Criação, Queda, Redenção e Consumação — e o lugar da mulher nessa cadeia formativa.
Primeira Escola · 11 de junho de 2026 · 3 min
Base bíblica
Pv 1:7 · Jo 16:13 · Tt 2:3-5 · Is 11:9
A educação existe por razões que transcendem o currículo — e a educadora cristã tem acesso a essas razões de forma específica.
A educação existe porque o ser humano foi criado para conhecer. A educadora que ensina está cultivando o que a criação plantou: a capacidade humana de investigar, compreender e nomear o mundo. Isso não é trivial. É ato que reflete o Deus que ensinou Adão, que guia pela sabedoria (Pv 8), que prometeu guiar a toda a verdade (Jo 16:13).
A educação existe porque a Queda distorceu o conhecimento. A inteligência humana caída usa o conhecimento para justificar injustiças, para construir identidades que substituam Deus, para conhecer o mal com mais eficiência. A educadora que não reconhece isso pode cultivar habilidades sem sabedoria. E Provérbios 1:7 define onde a sabedoria começa: "O temor do SENHOR."
A educação existe porque a redenção tem dimensão formativa. Tito 2:3-5 dá à mulher mais velha a responsabilidade de ensinar as mais novas. Paulo pressupõe que mulheres têm algo a transmitir que a estrutura institucional da Igreja não provê. A educadora cristã — seja na escola, na Igreja ou no lar — é parte dessa cadeia de transmissão.

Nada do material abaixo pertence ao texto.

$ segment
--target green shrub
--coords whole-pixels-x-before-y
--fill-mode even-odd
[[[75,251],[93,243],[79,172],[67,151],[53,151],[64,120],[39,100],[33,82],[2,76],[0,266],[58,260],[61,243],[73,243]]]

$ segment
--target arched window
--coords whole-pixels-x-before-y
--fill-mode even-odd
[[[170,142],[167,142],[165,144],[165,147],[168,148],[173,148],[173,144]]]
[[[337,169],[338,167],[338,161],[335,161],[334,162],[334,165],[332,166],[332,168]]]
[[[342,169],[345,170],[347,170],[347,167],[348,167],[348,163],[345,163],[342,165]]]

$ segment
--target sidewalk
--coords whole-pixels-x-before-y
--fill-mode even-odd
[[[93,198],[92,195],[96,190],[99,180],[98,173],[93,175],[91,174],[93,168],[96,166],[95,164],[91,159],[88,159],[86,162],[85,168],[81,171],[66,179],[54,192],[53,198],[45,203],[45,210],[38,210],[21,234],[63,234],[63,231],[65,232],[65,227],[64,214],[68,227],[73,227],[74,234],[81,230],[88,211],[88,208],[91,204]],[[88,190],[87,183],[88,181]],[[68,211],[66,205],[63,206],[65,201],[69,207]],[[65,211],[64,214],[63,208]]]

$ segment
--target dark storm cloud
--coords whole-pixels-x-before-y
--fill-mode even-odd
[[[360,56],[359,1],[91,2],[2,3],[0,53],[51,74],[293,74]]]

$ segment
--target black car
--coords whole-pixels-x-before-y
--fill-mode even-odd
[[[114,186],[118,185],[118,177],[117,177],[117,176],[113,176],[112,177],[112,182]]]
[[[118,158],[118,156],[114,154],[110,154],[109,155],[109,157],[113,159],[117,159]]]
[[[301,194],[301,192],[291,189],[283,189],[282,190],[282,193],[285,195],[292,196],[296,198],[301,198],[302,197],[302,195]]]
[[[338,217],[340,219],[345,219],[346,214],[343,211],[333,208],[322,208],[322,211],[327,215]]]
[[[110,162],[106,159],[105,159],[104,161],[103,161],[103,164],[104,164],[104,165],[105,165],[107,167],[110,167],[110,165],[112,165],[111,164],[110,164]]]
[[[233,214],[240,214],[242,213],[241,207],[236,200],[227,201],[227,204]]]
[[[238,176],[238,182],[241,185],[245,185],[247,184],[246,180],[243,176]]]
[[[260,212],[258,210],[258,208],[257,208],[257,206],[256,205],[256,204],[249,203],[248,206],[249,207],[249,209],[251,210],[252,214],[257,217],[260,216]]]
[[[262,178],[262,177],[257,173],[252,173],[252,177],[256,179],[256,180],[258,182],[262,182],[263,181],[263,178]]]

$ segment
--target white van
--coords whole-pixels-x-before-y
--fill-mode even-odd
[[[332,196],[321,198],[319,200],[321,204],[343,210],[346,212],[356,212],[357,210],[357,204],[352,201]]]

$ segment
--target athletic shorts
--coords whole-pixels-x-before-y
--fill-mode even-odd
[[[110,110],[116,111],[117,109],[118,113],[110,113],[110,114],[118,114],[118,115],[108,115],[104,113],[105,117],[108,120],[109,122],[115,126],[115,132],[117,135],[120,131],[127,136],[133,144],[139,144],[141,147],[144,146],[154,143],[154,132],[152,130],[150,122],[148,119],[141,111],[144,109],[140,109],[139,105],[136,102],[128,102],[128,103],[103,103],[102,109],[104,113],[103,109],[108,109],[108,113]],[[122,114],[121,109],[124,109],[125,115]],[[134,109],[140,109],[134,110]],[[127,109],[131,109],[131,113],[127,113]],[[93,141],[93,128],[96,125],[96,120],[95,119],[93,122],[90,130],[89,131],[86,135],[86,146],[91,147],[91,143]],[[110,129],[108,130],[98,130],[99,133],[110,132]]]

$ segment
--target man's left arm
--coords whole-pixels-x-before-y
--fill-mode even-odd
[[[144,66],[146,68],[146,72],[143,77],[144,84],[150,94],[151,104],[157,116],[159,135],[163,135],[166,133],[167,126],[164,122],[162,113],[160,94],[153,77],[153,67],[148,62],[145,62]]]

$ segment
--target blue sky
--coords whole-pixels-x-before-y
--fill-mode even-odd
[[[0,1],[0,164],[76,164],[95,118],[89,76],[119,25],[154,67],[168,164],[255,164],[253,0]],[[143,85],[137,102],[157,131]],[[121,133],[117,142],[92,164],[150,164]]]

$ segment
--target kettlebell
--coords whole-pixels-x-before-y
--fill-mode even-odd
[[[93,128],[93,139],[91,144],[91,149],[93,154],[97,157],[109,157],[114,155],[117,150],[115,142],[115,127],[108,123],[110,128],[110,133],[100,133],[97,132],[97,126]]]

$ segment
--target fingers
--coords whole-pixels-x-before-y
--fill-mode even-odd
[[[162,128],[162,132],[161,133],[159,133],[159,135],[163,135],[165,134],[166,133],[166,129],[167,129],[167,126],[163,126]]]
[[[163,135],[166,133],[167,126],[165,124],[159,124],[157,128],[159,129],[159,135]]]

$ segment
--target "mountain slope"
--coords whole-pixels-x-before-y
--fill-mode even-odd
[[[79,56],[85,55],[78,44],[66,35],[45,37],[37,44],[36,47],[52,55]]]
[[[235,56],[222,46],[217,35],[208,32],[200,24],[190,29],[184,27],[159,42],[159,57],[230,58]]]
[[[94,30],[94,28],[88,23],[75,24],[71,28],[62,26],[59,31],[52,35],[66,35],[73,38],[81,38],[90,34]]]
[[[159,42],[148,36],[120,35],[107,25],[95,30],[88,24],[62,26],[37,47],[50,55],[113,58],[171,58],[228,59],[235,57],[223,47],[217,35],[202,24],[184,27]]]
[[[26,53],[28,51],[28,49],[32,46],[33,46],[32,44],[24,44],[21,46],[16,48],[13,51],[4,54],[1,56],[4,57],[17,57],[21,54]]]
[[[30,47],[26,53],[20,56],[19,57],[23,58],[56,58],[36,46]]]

A educação existe porque há uma consumação. O conhecimento tem futuro. Isaías 11:9 descreve a nova criação enchida do conhecimento do SENHOR. A educadora que forma com essa visão ensina com uma motivação que não depende de ver resultados agora — porque o que ela planta aponta para além do ano letivo.
Perguntas de reflexão
- Você tem vivido o magistério com visão de propósito, ou principalmente cumprindo funções? O que faria a diferença na prática?
- Qual dos quatro propósitos — criação, queda, redenção, consumação — está mais ausente na forma como você pensa a educação no cotidiano?
- Em grupo: como a estrutura Criação-Queda-Redenção-Consumação muda a forma como vocês escolhem o que ensinar — ou como ensinam o que o currículo determina?